BONNY: He always takes a shower after work.

PAM: Well, I do, too. Or when I’m finished shopping. Or visiting my friends. Or after a walk. Of after I get back from a restaurant. Or whenever I’m pulled over by a cop. Or after the movies or a play or a ballet or the opera or the symphony or the museum – though I try to show some decorum there – or a concert or a poetry reading or the library. Or after yoga. And the gym, of course.

BONNY: I shower once a day, no matter what I do. My water bill would be outrageous.

PAM: You have to catch the meter man whenever he makes his rounds.

BONNY: Don’t pay your water bill?

PAM: Less than you, at least. And I use much more water.

BONNY: Mine’s more of a meter maid, so that won’t work for me. Lovely Rita . . .

PAM: Don’t swing that way? Who doesn’t swing that way today?

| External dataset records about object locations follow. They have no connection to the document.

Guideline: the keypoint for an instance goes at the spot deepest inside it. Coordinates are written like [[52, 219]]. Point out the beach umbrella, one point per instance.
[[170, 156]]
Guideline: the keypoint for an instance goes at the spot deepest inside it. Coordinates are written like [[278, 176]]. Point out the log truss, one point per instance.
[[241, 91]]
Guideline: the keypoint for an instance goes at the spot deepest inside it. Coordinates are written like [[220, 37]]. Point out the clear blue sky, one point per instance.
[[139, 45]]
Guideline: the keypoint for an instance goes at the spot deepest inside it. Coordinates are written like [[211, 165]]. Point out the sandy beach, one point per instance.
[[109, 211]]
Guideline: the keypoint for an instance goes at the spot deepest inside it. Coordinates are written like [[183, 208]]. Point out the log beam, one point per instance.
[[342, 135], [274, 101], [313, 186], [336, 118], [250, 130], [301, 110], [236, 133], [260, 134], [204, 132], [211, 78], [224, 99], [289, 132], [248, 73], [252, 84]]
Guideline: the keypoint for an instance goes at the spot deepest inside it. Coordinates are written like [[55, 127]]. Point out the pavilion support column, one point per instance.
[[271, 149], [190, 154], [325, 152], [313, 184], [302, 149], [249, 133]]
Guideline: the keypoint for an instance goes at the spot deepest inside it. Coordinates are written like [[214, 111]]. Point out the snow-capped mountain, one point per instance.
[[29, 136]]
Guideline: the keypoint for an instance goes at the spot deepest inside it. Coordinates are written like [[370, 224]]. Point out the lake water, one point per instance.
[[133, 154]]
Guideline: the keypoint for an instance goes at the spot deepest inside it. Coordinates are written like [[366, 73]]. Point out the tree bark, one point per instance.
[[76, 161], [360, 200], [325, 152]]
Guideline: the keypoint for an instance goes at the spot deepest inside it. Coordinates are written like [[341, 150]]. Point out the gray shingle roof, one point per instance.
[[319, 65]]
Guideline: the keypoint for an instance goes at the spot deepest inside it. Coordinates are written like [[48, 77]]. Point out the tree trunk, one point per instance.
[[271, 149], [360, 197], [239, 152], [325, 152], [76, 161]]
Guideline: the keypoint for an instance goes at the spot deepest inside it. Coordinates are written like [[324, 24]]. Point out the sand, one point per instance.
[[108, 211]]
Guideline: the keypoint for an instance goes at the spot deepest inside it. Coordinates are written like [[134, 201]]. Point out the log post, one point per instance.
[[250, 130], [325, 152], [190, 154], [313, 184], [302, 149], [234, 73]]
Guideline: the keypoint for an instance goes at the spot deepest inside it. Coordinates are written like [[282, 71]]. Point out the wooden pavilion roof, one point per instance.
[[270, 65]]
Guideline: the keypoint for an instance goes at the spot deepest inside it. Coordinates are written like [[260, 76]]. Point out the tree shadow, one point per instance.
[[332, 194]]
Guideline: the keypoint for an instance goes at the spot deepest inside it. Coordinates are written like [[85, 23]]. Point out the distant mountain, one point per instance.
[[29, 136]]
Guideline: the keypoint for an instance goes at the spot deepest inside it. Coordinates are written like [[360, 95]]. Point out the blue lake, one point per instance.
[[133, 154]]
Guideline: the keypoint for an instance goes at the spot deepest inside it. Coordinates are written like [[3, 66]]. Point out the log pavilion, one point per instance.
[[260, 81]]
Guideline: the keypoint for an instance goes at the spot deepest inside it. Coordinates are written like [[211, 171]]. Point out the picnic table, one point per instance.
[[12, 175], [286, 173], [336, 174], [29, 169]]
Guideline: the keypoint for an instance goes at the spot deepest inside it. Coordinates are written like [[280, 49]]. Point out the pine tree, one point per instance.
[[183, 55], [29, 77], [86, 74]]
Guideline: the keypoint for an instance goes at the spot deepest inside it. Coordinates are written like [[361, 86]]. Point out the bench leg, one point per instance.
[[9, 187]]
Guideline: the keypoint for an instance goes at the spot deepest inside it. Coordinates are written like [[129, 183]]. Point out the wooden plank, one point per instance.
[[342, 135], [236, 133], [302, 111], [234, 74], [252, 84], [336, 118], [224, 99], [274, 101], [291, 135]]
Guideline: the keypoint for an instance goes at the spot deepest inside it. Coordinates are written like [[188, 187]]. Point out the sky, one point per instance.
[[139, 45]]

BONNY: She doesn’t seem to swing either way.

PAM: How strange!

BONNY: I know. Everybody on this block pays full price for their water.

PAM: A prude?

BONNY: A virgin.

PAM: There are virgins still?

BONNY: She’s antisocial. Never met anyone like her.

PAM: Yes, antisocial. No greeting anyone? In any way at all?

BONNY: And pays for everything – full price! – with cash and cash alone.

PAM: I can’t believe that such a thing exists . . .

BONNY: An oddity, I know.

PAM: I remember when I was a virgin. Life was so much simpler then . . .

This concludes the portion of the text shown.